Ces conditions peuvent varier. Les observateurs conseillent de ne pas permettre aux enfants l’usage du téléphone le soir après l’heure du coucher, par exemple. « Et il faut montrer l’exemple : s’ils n’ont pas le droit d’avoir leur téléphone à table, vous ne devriez pas avoir le vôtre non plus », ajoute la chercheuse.
Par ailleurs, les parents devraient-ils lire les conversations des enfants? La question est délicate. Chez les plus jeunes qui possèdent un téléphone de transition, la réponse est oui. En revanche, l’enfant qui a son propre appareil devrait en théorie être assez mûr pour avoir droit à son intimité.
« Une chose est certaine : les motifs qui vous pousseraient à violer la vie privée de l’enfant devraient être établis à l’avance », croit Kara Brisson-Boivin. Assouvir votre curiosité n’est pas une bonne raison; essayer de comprendre pourquoi l’adolescent se replie sur lui-même et va moins bien qu’auparavant à l’école, oui.
Le géolocaliser?
L’idée de géolocaliser les enfants avec des applications spécialisées ou les outils intégrés aux plateformes mobiles soulève elle aussi les passions, tant dans les familles que du côté des experts. « C’est une question difficile », avoue Kara Brisson-Boivin. Après tout, les anciennes générations ont survécu sans puces GPS. Néanmoins, nos parents auraient peut-être été ravis d’avoir accès à cette technologie…
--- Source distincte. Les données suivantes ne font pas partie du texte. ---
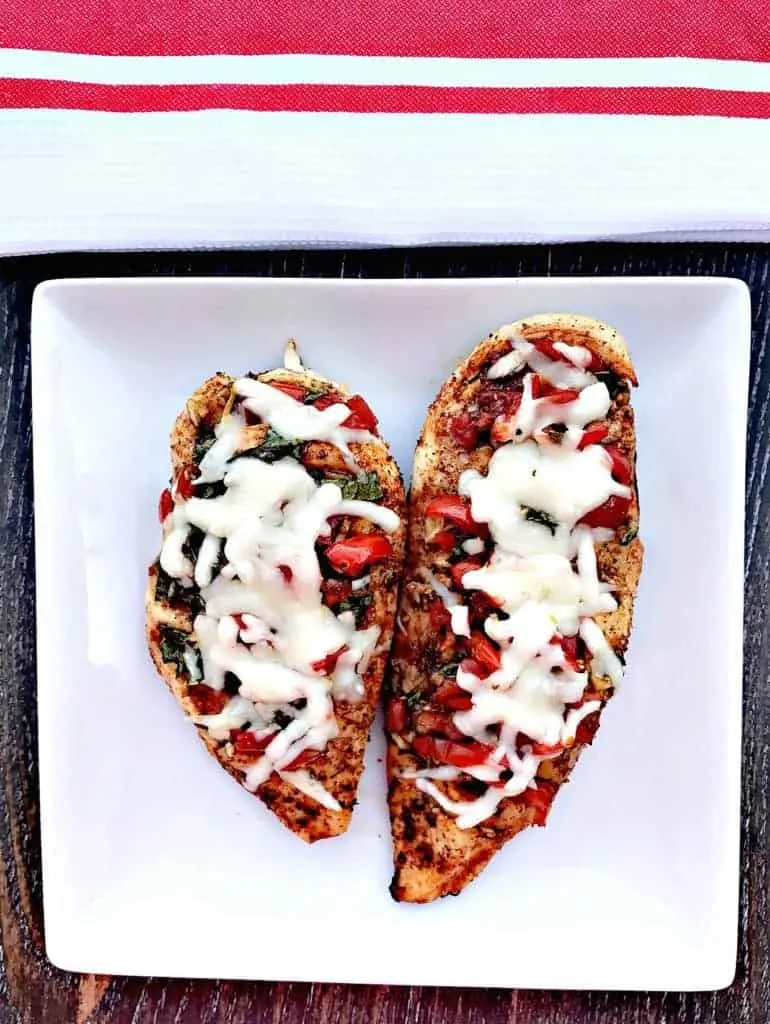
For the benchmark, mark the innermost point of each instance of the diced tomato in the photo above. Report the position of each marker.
(165, 505)
(361, 417)
(395, 715)
(546, 751)
(594, 434)
(540, 800)
(328, 399)
(207, 700)
(353, 554)
(609, 515)
(327, 665)
(444, 540)
(325, 540)
(437, 722)
(305, 758)
(296, 391)
(495, 401)
(184, 483)
(621, 465)
(448, 752)
(480, 606)
(454, 508)
(561, 397)
(475, 668)
(588, 728)
(570, 646)
(248, 742)
(460, 568)
(484, 651)
(438, 615)
(453, 696)
(464, 430)
(547, 348)
(335, 591)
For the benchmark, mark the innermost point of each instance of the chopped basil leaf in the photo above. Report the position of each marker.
(556, 433)
(173, 644)
(364, 488)
(611, 381)
(231, 683)
(205, 439)
(536, 515)
(282, 719)
(357, 603)
(164, 586)
(193, 542)
(274, 446)
(215, 489)
(312, 394)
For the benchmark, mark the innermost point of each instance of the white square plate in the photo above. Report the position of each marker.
(156, 862)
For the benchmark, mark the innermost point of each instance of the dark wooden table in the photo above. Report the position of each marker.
(31, 990)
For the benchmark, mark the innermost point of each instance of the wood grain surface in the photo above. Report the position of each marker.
(32, 990)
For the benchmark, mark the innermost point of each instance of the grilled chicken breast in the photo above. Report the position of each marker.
(270, 607)
(516, 608)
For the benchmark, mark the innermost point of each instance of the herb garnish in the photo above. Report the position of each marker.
(537, 515)
(231, 683)
(215, 489)
(312, 394)
(611, 381)
(193, 542)
(165, 586)
(357, 603)
(204, 441)
(366, 487)
(173, 644)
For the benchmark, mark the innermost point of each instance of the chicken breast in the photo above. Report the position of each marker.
(269, 610)
(516, 609)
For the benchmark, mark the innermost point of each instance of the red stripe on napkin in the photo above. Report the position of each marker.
(17, 93)
(719, 29)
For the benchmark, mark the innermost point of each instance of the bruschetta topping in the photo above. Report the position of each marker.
(254, 532)
(521, 540)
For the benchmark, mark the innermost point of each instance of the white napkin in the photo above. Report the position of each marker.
(81, 169)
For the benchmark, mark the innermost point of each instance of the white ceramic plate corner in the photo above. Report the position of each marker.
(156, 862)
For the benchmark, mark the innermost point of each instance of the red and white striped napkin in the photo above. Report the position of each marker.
(183, 123)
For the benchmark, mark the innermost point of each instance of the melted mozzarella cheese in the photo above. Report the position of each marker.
(264, 621)
(294, 419)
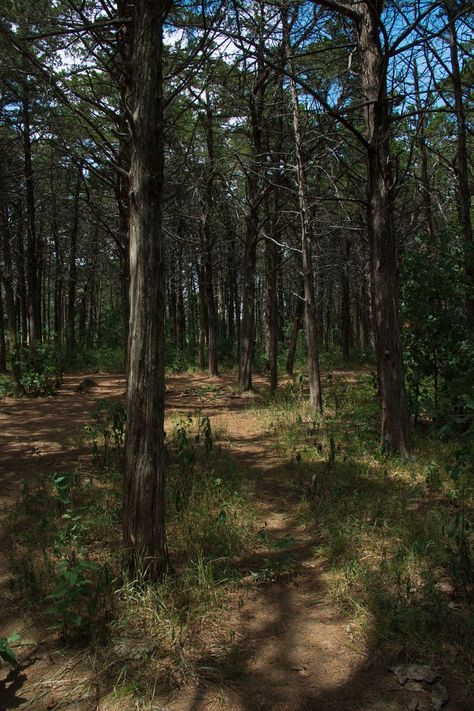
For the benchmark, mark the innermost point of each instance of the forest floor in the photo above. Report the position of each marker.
(291, 646)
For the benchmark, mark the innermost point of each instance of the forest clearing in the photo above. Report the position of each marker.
(236, 355)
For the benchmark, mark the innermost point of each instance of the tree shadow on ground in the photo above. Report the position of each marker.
(288, 647)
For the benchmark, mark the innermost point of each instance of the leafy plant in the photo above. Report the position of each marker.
(41, 374)
(6, 652)
(74, 597)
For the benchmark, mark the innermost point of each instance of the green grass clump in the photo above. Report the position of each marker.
(395, 537)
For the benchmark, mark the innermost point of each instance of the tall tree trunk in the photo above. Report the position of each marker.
(203, 330)
(463, 193)
(34, 269)
(208, 244)
(311, 330)
(144, 483)
(20, 270)
(382, 239)
(255, 195)
(72, 277)
(3, 343)
(346, 328)
(297, 324)
(247, 326)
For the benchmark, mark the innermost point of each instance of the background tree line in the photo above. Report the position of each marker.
(302, 169)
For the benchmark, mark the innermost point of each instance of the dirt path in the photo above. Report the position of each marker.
(292, 646)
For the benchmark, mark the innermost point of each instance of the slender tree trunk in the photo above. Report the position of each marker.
(181, 319)
(311, 330)
(463, 193)
(72, 277)
(33, 243)
(297, 325)
(144, 484)
(208, 244)
(3, 343)
(346, 328)
(203, 330)
(247, 326)
(382, 240)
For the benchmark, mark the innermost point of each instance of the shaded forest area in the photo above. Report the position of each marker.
(268, 206)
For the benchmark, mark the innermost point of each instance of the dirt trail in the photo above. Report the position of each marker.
(291, 645)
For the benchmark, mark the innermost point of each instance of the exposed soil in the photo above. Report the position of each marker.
(291, 647)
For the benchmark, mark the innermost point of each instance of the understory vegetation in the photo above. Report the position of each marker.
(391, 540)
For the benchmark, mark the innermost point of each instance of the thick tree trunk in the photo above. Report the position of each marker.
(382, 240)
(144, 484)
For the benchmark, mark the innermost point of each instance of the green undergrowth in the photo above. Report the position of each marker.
(65, 539)
(394, 537)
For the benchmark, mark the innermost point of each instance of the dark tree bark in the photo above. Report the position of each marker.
(297, 325)
(34, 256)
(247, 326)
(463, 193)
(346, 327)
(382, 239)
(20, 270)
(144, 484)
(271, 252)
(3, 344)
(311, 330)
(72, 276)
(327, 313)
(255, 195)
(208, 243)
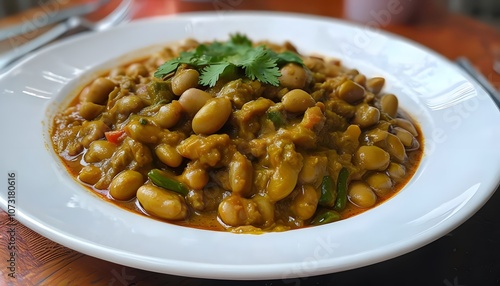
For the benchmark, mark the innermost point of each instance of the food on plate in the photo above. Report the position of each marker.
(240, 136)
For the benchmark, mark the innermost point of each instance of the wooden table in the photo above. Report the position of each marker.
(43, 262)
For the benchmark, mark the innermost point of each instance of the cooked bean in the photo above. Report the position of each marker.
(297, 100)
(137, 69)
(366, 116)
(313, 170)
(380, 183)
(193, 99)
(99, 150)
(195, 177)
(98, 91)
(293, 76)
(396, 171)
(304, 204)
(375, 84)
(372, 158)
(404, 135)
(142, 131)
(168, 115)
(395, 148)
(184, 80)
(236, 211)
(350, 91)
(117, 72)
(90, 110)
(162, 203)
(360, 79)
(168, 155)
(361, 194)
(389, 104)
(212, 116)
(405, 124)
(196, 199)
(376, 135)
(90, 174)
(125, 185)
(265, 208)
(91, 131)
(283, 181)
(240, 174)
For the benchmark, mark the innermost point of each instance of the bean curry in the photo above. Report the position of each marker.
(238, 136)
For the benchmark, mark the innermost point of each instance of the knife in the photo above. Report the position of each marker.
(476, 75)
(56, 16)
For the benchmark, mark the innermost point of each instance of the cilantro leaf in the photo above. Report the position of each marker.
(219, 58)
(210, 74)
(239, 39)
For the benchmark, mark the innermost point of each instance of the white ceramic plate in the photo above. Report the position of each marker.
(458, 173)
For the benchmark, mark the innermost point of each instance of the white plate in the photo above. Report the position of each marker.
(458, 173)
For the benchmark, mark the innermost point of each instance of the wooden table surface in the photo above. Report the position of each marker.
(40, 261)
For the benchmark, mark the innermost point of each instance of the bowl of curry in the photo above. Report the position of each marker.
(238, 135)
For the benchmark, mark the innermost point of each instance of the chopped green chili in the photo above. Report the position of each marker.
(276, 117)
(341, 201)
(328, 192)
(161, 180)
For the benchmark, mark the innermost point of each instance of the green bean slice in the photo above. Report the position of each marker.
(159, 179)
(328, 192)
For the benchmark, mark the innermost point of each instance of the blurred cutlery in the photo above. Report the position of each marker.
(117, 16)
(78, 10)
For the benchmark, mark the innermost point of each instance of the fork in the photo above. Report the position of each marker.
(117, 16)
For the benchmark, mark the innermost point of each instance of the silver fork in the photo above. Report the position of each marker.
(117, 16)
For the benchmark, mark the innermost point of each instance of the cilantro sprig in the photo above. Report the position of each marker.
(217, 58)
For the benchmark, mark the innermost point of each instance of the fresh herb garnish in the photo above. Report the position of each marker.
(213, 60)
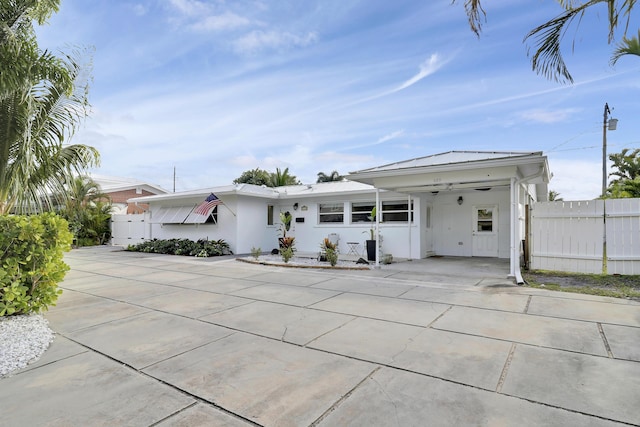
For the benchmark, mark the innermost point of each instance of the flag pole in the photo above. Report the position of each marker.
(229, 209)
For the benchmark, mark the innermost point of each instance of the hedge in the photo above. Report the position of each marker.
(200, 248)
(31, 260)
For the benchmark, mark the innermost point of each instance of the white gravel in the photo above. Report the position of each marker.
(23, 339)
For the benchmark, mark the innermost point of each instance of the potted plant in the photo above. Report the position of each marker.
(285, 225)
(330, 251)
(371, 243)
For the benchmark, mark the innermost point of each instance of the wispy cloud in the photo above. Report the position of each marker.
(204, 17)
(225, 21)
(190, 7)
(548, 116)
(428, 67)
(259, 40)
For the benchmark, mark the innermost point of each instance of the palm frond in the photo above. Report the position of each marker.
(628, 46)
(547, 59)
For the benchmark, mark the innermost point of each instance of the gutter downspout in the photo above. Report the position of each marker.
(409, 223)
(515, 196)
(378, 213)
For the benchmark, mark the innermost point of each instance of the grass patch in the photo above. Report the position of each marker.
(592, 284)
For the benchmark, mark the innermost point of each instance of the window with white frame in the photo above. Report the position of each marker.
(330, 213)
(361, 211)
(396, 211)
(269, 214)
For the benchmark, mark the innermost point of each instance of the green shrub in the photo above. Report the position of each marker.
(31, 260)
(332, 256)
(201, 248)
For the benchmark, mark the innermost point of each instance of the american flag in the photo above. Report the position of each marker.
(204, 207)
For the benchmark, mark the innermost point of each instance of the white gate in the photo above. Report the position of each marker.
(130, 229)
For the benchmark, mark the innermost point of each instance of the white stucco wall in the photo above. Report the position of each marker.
(310, 233)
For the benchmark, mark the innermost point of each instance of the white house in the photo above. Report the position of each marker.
(459, 203)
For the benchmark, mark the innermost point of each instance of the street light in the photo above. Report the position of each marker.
(613, 124)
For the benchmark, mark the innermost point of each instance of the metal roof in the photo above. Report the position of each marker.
(285, 192)
(450, 158)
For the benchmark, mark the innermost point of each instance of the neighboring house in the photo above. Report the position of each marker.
(122, 189)
(459, 203)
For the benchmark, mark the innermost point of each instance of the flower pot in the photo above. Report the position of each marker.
(371, 250)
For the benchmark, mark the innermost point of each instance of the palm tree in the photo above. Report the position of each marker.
(333, 176)
(280, 178)
(547, 57)
(88, 211)
(626, 47)
(40, 108)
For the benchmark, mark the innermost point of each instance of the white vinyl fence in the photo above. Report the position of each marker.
(570, 236)
(130, 229)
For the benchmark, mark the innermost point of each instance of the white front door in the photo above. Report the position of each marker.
(485, 231)
(428, 231)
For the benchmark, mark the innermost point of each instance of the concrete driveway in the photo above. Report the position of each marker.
(155, 340)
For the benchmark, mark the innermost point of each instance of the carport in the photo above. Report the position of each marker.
(468, 203)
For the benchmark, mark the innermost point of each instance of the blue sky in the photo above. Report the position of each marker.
(215, 88)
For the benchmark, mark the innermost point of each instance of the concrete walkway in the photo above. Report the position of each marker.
(172, 341)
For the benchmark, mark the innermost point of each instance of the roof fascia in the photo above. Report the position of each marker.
(368, 176)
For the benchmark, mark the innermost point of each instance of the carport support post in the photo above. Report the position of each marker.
(514, 255)
(409, 223)
(378, 213)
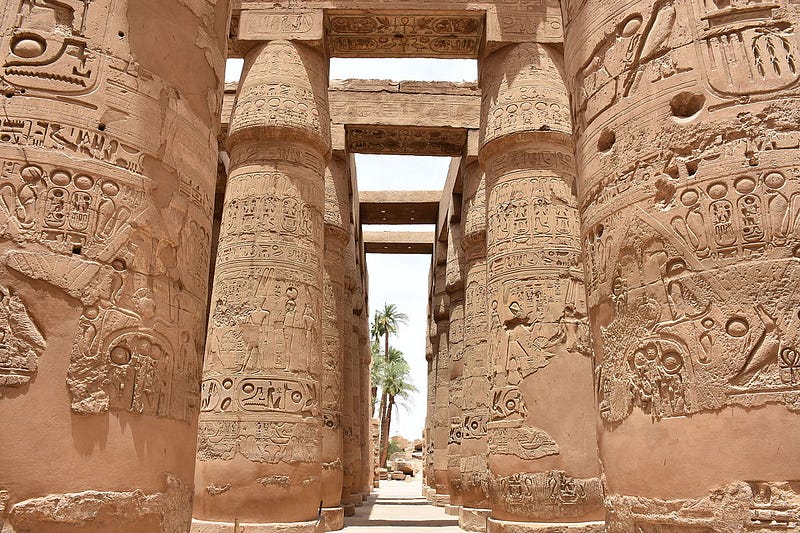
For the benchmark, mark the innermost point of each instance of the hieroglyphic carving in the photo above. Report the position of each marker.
(445, 35)
(258, 441)
(21, 342)
(406, 140)
(547, 494)
(48, 48)
(84, 224)
(523, 442)
(169, 510)
(736, 507)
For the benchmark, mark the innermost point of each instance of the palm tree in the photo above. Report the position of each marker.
(386, 322)
(394, 378)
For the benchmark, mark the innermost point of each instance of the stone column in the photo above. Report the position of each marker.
(336, 306)
(358, 309)
(440, 420)
(108, 155)
(366, 417)
(259, 449)
(474, 468)
(691, 234)
(542, 449)
(348, 381)
(454, 282)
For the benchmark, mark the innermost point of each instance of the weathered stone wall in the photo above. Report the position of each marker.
(108, 154)
(687, 151)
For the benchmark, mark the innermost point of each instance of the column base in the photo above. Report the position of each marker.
(333, 517)
(504, 526)
(440, 500)
(451, 510)
(313, 526)
(470, 519)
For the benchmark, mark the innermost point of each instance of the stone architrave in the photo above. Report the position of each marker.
(440, 421)
(542, 451)
(337, 310)
(108, 155)
(687, 150)
(259, 443)
(454, 284)
(474, 469)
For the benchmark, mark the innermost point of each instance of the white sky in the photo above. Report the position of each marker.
(400, 279)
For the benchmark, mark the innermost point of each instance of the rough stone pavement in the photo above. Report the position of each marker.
(398, 506)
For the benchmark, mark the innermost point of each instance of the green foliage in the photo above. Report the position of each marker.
(393, 448)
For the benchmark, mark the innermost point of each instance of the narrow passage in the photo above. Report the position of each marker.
(399, 506)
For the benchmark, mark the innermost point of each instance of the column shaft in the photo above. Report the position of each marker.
(542, 450)
(108, 155)
(259, 445)
(688, 185)
(476, 398)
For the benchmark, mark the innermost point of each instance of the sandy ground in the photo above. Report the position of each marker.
(398, 506)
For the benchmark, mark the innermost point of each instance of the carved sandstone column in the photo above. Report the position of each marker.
(474, 468)
(336, 317)
(541, 439)
(691, 236)
(440, 421)
(259, 450)
(108, 164)
(455, 292)
(348, 381)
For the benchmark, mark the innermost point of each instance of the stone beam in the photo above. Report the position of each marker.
(405, 140)
(399, 207)
(386, 117)
(405, 103)
(375, 28)
(398, 242)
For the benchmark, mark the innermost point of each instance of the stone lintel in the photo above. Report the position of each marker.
(398, 242)
(399, 207)
(442, 105)
(450, 202)
(408, 33)
(406, 140)
(383, 117)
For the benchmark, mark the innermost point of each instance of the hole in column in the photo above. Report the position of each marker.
(607, 140)
(687, 105)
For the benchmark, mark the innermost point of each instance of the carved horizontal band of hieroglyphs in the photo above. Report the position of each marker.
(168, 509)
(453, 35)
(74, 139)
(264, 25)
(21, 341)
(527, 108)
(353, 108)
(58, 59)
(513, 160)
(250, 153)
(279, 105)
(752, 506)
(397, 140)
(258, 441)
(242, 394)
(545, 495)
(524, 442)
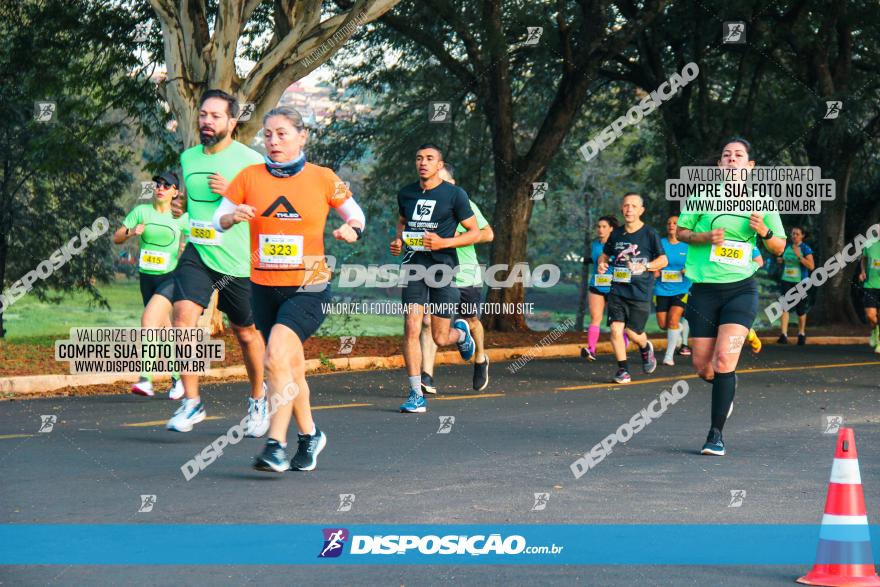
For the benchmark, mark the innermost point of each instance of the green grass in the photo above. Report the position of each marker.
(32, 321)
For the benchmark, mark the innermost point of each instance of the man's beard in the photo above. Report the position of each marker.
(211, 140)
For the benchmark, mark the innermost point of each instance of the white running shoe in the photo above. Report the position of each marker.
(190, 412)
(176, 390)
(143, 387)
(258, 417)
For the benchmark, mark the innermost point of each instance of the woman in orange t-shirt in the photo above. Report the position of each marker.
(286, 202)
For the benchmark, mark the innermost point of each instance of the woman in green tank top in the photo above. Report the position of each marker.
(159, 235)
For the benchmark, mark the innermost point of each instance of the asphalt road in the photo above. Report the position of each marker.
(513, 440)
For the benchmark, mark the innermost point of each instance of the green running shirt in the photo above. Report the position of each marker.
(468, 265)
(872, 265)
(731, 262)
(225, 252)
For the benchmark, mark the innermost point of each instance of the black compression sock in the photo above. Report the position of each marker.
(723, 390)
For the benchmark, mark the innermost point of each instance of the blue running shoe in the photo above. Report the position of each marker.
(466, 347)
(714, 444)
(415, 404)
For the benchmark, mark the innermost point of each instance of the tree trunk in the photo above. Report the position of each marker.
(834, 302)
(512, 215)
(583, 288)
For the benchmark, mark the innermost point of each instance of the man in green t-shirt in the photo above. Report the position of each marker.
(215, 260)
(469, 282)
(870, 278)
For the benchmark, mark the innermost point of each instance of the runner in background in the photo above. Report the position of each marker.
(723, 302)
(600, 285)
(634, 252)
(287, 200)
(469, 282)
(797, 260)
(429, 212)
(869, 276)
(160, 243)
(671, 289)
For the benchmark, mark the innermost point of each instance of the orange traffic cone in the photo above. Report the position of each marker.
(844, 556)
Si cela peut vous rassurer, sachez que 74 % des jeunes sont d’avis que les membres de leur famille devraient être autorisés à utiliser des appareils ou des applications pour connaître l’endroit précis où ils se trouvent, selon l’étude Jeunes Canadiens dans un monde branché.
Des outils à prendre ou à laisser
Si vous optez pour une surveillance serrée, différents outils peuvent vous aider à encadrer vos enfants. En partageant vos comptes Apple avec le reste de la famille (Réglages > Votre nom > Partage familial), il y a moyen de restreindre l’accès aux sites pour adultes sur l’iPhone de votre enfant, d’interdire l’utilisation de certaines applications et de contrôler les heures pendant lesquelles le téléphone peut être utilisé. Ces différentes options sont offertes dans le menu Réglages > Temps d’écran.
Sur Android, ces fonctionnalités sont accessibles avec l’application Google Family Link. Celle-ci est aussi offerte sur iOS, pour contrôler le téléphone Android de votre enfant avec un iPhone.
De telles fonctionnalités ne sont toutefois pas une nécessité. « Une surveillance extrême peut nuire à la confiance », prévient Kara Brisson-Boivin. Elles ont aussi leurs limites : « Les enfants sont habiles. Une fois que le contrôle parental avait été désactivé par erreur, mon fils en avait profité pour installer TikTok en douce », se souvient Geneviève Guilbault.
Il ne faut d’ailleurs pas utiliser ces outils comme des béquilles. « C’est impossible de créer un environnement complètement sans risque, estime Kara Brisson-Boivin. Tout comme dans la vie hors ligne, il y a des dangers. Ce que nous devons faire comme parents, c’est de préparer nos enfants à les affronter et les aider à bâtir leur résilience ».